Франсуаза встала, несколько раз прошлась по комнате без видимой цели, подсела к туалетному столику, отперла маленьким ключиком дорогую, украшенную резьбой и позолотой шкатулку черного дерева и положила туда, поверх остальных, письмо Призрака. Решение она все-таки приняла: она должна помочь ему в устройстве карьеры их общей воспитанницы. А остальное покажет время.
* * *
Свет, заливающий подземный «дворец» Эрика, показался притаившемуся во мраке Дени не просто ярким, а каким-то испепеляющее неистовым. Все канделябры, каждая свеча и каждый газовый рожок были зажжены, они многократно отражались в глубине зеркал и от поверхности озера. Сквозь опущенную решетку провинившийся подопечный тоскливыми глазами побитой собаки наблюдал за своим покровителем. Эрик сидел за органом, он играл, потом что-то записывал на нотных листах, снова извлекал из инструмента заставляющие трепетать каждую жилку звуки, опять писал…
О, Эрик! Добрый великодушный Эрик! С каким ледяным спокойствием, с какой непререкаемой жесткостью говорил и действовал человек, влиять на которого Дени привык бесконечными истериками, жалобами и нытьем.
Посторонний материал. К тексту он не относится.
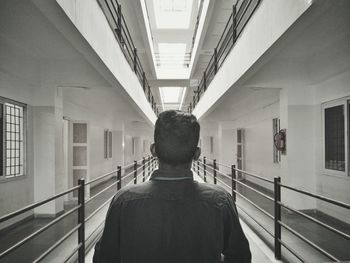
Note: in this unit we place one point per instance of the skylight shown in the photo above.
(172, 97)
(172, 14)
(171, 54)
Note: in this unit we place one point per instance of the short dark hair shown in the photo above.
(176, 136)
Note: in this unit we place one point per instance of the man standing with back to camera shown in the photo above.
(172, 218)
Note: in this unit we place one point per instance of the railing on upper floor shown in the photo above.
(241, 13)
(114, 15)
(209, 167)
(140, 171)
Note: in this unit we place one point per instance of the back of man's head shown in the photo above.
(176, 137)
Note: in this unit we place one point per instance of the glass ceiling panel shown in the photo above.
(171, 54)
(172, 97)
(172, 14)
(171, 94)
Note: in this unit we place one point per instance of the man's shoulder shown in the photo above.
(212, 193)
(132, 192)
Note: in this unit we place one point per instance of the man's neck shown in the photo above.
(169, 167)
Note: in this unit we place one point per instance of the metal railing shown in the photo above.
(113, 12)
(206, 166)
(140, 169)
(241, 13)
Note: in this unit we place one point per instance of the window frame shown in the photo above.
(107, 144)
(276, 127)
(345, 101)
(4, 178)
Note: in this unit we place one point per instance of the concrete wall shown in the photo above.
(336, 186)
(253, 112)
(269, 22)
(89, 19)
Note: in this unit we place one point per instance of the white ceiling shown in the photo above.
(217, 16)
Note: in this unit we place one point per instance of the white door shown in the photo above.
(240, 152)
(79, 158)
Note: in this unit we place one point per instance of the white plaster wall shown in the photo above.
(209, 129)
(89, 19)
(253, 112)
(102, 109)
(333, 186)
(269, 22)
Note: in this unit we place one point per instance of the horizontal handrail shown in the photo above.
(291, 250)
(59, 242)
(40, 230)
(231, 32)
(202, 168)
(36, 204)
(330, 256)
(121, 32)
(101, 192)
(79, 208)
(256, 191)
(238, 170)
(75, 250)
(101, 177)
(315, 221)
(255, 205)
(320, 197)
(256, 221)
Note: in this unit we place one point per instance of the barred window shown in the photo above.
(336, 140)
(12, 134)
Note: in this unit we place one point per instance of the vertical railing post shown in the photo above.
(214, 165)
(205, 169)
(135, 59)
(119, 177)
(135, 172)
(215, 60)
(81, 220)
(233, 181)
(143, 169)
(277, 216)
(144, 81)
(234, 22)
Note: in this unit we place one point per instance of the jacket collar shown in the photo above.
(174, 175)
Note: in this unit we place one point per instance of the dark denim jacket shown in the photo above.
(172, 218)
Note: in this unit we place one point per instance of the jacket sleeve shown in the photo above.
(107, 249)
(236, 246)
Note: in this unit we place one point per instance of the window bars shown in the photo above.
(141, 169)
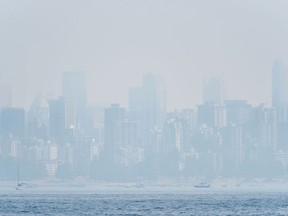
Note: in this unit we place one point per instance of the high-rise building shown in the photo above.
(13, 122)
(280, 90)
(113, 115)
(148, 105)
(62, 116)
(238, 112)
(264, 127)
(5, 95)
(74, 89)
(213, 90)
(212, 115)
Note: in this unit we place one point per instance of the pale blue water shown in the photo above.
(246, 203)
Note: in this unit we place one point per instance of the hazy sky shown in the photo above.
(116, 41)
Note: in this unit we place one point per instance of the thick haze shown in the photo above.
(116, 41)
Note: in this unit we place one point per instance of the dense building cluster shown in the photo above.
(65, 138)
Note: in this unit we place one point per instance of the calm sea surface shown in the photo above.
(198, 202)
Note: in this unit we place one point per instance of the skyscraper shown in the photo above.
(113, 115)
(213, 90)
(13, 122)
(74, 89)
(61, 117)
(148, 105)
(280, 90)
(5, 95)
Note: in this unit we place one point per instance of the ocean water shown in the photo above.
(195, 202)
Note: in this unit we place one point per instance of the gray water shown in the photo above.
(199, 203)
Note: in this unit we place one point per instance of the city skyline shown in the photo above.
(185, 42)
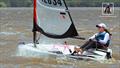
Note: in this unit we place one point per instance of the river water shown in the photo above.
(16, 26)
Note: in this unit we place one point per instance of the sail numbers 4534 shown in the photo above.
(53, 2)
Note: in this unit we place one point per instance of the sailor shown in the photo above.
(99, 40)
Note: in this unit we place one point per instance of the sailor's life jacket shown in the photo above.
(101, 36)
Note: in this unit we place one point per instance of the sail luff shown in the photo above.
(70, 31)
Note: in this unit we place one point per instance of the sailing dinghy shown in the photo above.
(53, 20)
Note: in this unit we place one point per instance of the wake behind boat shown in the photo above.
(53, 19)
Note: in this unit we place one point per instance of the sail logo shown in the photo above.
(107, 8)
(53, 2)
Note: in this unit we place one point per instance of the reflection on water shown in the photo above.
(16, 26)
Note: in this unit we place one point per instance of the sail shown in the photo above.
(52, 18)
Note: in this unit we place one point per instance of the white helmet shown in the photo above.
(102, 25)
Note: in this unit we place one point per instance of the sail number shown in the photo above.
(53, 2)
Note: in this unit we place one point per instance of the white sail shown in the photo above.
(53, 19)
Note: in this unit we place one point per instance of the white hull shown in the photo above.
(91, 54)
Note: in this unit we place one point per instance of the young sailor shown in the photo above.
(99, 40)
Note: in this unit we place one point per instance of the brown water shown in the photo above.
(16, 26)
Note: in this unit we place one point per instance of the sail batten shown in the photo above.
(52, 20)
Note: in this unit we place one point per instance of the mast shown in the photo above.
(34, 23)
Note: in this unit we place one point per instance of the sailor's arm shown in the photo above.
(106, 38)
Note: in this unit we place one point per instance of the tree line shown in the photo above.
(71, 3)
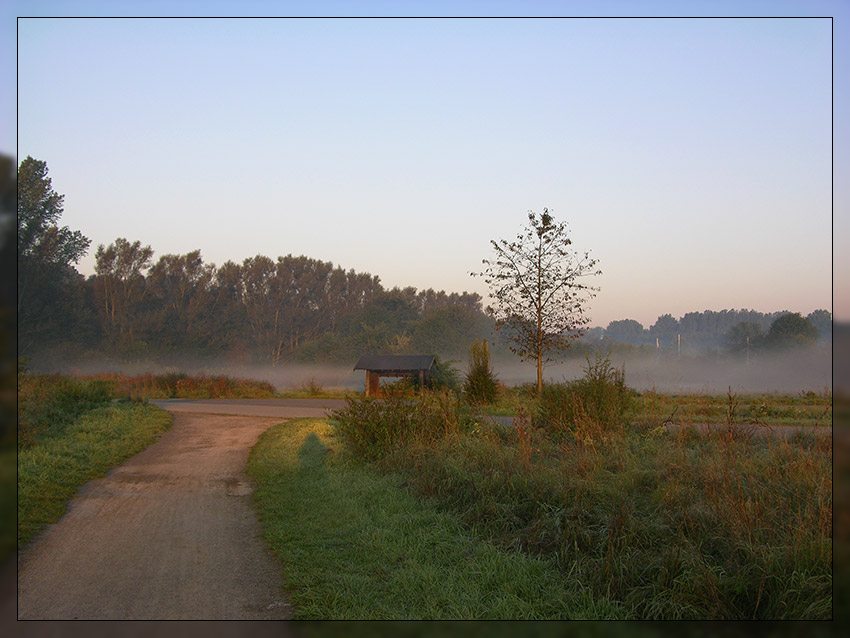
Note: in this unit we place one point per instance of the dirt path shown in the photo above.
(169, 534)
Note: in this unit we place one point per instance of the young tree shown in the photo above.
(540, 302)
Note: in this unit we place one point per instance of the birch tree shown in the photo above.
(540, 300)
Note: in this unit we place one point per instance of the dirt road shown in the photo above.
(169, 534)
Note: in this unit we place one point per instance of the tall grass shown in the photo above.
(357, 545)
(183, 386)
(50, 471)
(48, 403)
(662, 525)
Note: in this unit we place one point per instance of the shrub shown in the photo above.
(600, 398)
(444, 376)
(481, 385)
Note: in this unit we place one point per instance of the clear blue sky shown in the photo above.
(692, 157)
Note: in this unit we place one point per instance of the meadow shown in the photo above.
(71, 431)
(657, 524)
(586, 507)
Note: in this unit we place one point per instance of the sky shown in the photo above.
(693, 157)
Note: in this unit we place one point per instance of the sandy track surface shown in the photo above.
(283, 408)
(169, 534)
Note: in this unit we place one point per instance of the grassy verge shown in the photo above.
(50, 471)
(653, 408)
(356, 545)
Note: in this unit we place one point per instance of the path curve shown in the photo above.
(169, 534)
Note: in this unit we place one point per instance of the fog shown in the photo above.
(791, 373)
(801, 371)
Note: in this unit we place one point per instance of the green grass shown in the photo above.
(180, 385)
(51, 470)
(660, 524)
(356, 545)
(653, 408)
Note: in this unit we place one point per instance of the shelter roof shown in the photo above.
(395, 363)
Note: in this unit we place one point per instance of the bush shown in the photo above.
(372, 427)
(444, 376)
(600, 398)
(481, 386)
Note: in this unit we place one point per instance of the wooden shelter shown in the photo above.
(379, 365)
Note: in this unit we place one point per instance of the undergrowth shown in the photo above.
(661, 524)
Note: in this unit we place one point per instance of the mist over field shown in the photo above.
(799, 371)
(791, 373)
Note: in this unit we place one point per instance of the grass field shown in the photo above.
(69, 432)
(356, 545)
(660, 524)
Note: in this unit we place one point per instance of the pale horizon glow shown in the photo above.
(692, 158)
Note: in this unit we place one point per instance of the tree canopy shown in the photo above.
(536, 283)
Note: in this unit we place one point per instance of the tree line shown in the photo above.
(724, 330)
(267, 310)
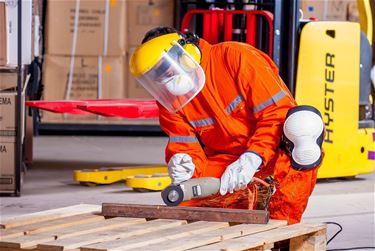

Он забрал из дома Дени все удавки, сказав, что не потерпит убийств в Опере и поставит в ведущем к зеркальной двери коридоре одну из своих ловушек. Он перестал давать ампулы с морфином, не пожалев времени, чтобы каждый раз приходить самому и лично делать инъекции. Он рассказывал о своем ужасном знакомом комиссаре Риньоне, не знающем жалости к тем, кто лишает людей жизни.
– Если ты хочешь закончить жизнь в камере Консьержери, то предупреждаю тебя, воспоминания о цирке покажутся тебе сладкой грезой. Твоя боль не разжалобит служителей закона, твое несчастье станет для них источником развлечения. Поверь, комиссар сумеет тебе объяснить, почему нельзя убивать ни в чем не повинного человека, только за то, что тебе не понравился запах изо рта. Жаль, что я не сумел этого сделать.
– Я понял, Эрик! Прости.
Лебер отвернулся, не позволяя Дени заглянуть ему в глаза. Несчастный отщепенец не должен был увидеть, как нелегко ему даются суровый тон и напускное равнодушие. Поборов отчаяние, охватившее его после сцены на крыше, Эрик пообещал себе, что справится с нелепым и чудовищным кошмаром. Нет, он не станет сейчас оправдываться: глупо и бесполезно пытаться обелить себя в глазах ангела, ужаснувшегося разверзнутой бездне падения. Пусть не его падения. Отступиться, значит, лишить себя последней надежды. Но и это было неважным. Он почувствовал, что может сделать ее счастливой, наполнить жизнь красотой гармонии, радостью творчества, нежностью и любовью. Она готова была откликнуться, услышать зов его души.
Что же, из любой, даже самой невыгодной ситуации можно извлечь определенную пользу, если суметь взглянуть на нее отвлеченно, подавив эмоции и позволив разуму действовать расчетливо и хладнокровно.